Selman, whose resignation from APNU took effect on February 26th, expressed her “sincere gratitude” to the leaders and members of the PPP/C for taking her in. She explained that her reasons for leaving APNU included suffering the “worst forms of emotional and psychological abuse” at the hands of senior party officials.
Selman said she believes she would have eventually been physically abused had she not left when she did.
Commenting on her decision to join the ranks of the PPP/C, Selman said that the party has created an environment to take Guyana forward “even in the face of vendetta on the part of the opposition parties,” which, until February, she was a member of, and supported with her votes in the National Assembly.
In the coming weeks she will be hard-pressed to explain her criticism her the opposition parties’ stance against the PPP/C, considering the fact that she was an active participant on several occasions, particularly where voting in the National Assembly is concerned.
During her address, Selman blasted the coalition for what she perceived as its “betrayal” and “destruction” of the country, while urging “all Guyanese to stay as far away from APNU as you can.”
Reflecting on what she suggested to be a tumultuous stint with the opposition, Selman recalled that she joined the Peoples National Congress Reform (PNCR) in 2006, having been attracted by several policies in their manifesto, including plans to push for free education from nursery to tertiary institutions, and the development of a deep water harbor.
Selman now claims that “youth and their education, women and empowerment and Amerindian development” have all been cast aside under the leadership of Opposition Leader and presidential candidate of the APNU+AFC coalition, David Granger. She suggested that she was deceived by the party’s promises, and urged PPP/C supporters to not be deceived by the“empty promises of APNU and the AFC.”
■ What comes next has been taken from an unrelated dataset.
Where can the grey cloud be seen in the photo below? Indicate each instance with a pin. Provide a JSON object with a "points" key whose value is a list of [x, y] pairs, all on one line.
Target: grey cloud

This reality, she said, was made clear when the opposition parties voted to cut funding for development in Amerindian communities, as well as money toward the revolving loan fund for students seeking tertiary education at the University of Guyana (UG).
During the budget debates the opposition parties had argued that government intentionally linked non-contentious allocations with contentious ones to secure the passing of the latter.
Contentious allocations included funds for the expansion of the Cheddi Jagan International Airport and funds toward the Amaila Falls Hydropower project.
That monies for UG students and Amerindian communities were cut is destructive, and amounts to a betrayal, Selman says, even as she urged attendees of the rally to “vote solidly PPP/C” come May 11th.
Selman is the latest of several MP’s to switch political parties in recent years. Senior AFC members Moses Nagamootoo and Khemraj Ramjattan were both former high-ranking members of the Peoples Progressive Party Civic (PPP/C), while Raphael Trotman, also a high-ranking AFC member, once stood with the PNCR.
Like those before her, particularly those who defected from the PPP/C, she, in coming weeks, will be forced to justify her recent criticism of the APNU, considering the fact that’s she voted for them every time. The likes of Nagamootoo have explained before that being part of a political party often means one has to ‘tow the line,’ even against ones’ conscience.
It is unclear what explanation Selman will offer.